If you’re fed up with the high costs of renting a space, and you’d really like a place to call your own that you can modify without fear of losing your security deposit, buying a home is the only way.
But even though buying a home is definitely more affordable than renting, mainly because you’ll own the property at the end of the day, there are several hidden costs associated with owning a home; it’s not only the purchase price you’ll need to budget for.
So, if you’ve been browsing Florida real estate and think you’re ready to buy a home, we’ve listed all the costs you must budget for so that you’ll be as financially prepared as possible.
Firstly, you’ll need to afford the mortgage repayments and all the fees associated with obtaining a mortgage loan. Beyond the loan repayments, you’ll also need to budget for costs associated with the loan itself, like administration fees and potential application fees.

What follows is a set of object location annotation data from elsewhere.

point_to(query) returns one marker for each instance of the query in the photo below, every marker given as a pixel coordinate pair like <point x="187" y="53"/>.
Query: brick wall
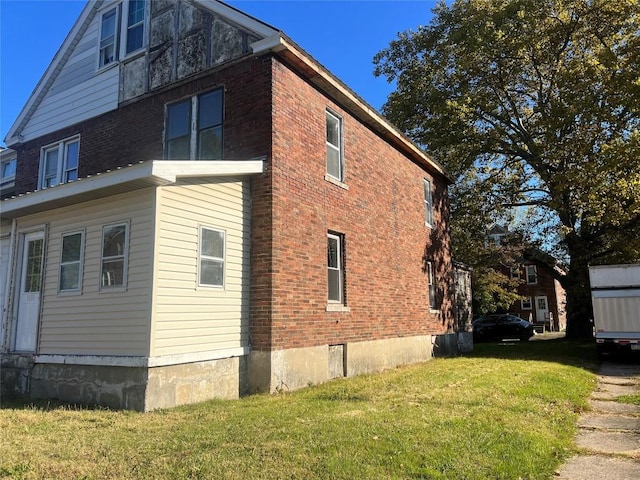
<point x="381" y="215"/>
<point x="134" y="132"/>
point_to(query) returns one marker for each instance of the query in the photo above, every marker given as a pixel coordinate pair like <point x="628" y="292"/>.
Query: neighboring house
<point x="211" y="213"/>
<point x="544" y="298"/>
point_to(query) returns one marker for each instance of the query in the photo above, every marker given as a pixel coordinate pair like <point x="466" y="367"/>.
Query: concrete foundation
<point x="124" y="387"/>
<point x="291" y="369"/>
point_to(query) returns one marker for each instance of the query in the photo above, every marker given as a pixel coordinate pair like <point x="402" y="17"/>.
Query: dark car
<point x="500" y="327"/>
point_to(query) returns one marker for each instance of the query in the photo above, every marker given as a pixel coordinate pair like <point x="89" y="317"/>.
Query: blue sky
<point x="343" y="35"/>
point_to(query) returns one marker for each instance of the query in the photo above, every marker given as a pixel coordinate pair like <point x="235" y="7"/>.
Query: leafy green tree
<point x="542" y="99"/>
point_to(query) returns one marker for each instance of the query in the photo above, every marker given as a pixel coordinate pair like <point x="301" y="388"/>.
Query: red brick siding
<point x="381" y="215"/>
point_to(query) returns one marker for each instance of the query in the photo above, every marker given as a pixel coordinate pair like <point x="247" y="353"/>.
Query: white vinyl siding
<point x="85" y="100"/>
<point x="94" y="322"/>
<point x="189" y="318"/>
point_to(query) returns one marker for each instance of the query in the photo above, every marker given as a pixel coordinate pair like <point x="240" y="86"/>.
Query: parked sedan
<point x="500" y="327"/>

Unfortunately, you can’t secure a mortgage loan if you haven’t saved up at least 10% of the property price beforehand. This amount is considered a down payment or a mortgage loan deposit.
But even though 10% is the general consensus, it’s worthwhile to go the extra mile and save 20% to ensure you get mortgage loan approval. With this, the larger your deposit, the lower your repayments will be.
Next, you’ll need to consider the fees you’ll need to pay the lender for the use of capital. As mentioned, application fees are sometimes relevant. But beyond this, origination fees, credit report fees, and even other fees can add up to as much as 0.5 to 1% of the total mortgage loan amount.
Other lender-related fees might also include services like the appraisal of the property and a property survey. The info obtained from these surveys will be made available to you, although the primary goal of these surveys is to ensure the lender receives independent confirmation that the property is valued accurately and fairly.
Moreover, other expenses you’ll need to consider include closing costs. These expenses include attorney fees, taxes, and others that typically add up to about 15% of the property’s value.
Once you’ve purchased the home, you’ll also need to afford more than ongoing mortgage repayments; utility bills and property taxes are essential costs you’ll need to keep up with.
Another essential cost you’ll need to consider when budgeting to buy a home is maintenance costs. Unfortunately, it can be somewhat tricky to accurately determine the true maintenance costs of a property; you can roughly estimate this expense with the one percent rule.
The one percent rule suggests that home maintenance will cost roughly one percent of the property’s total value.
After considering and budgeting for all of these relevant costs, you’ll be ready to purchase a home with absolute financial confidence.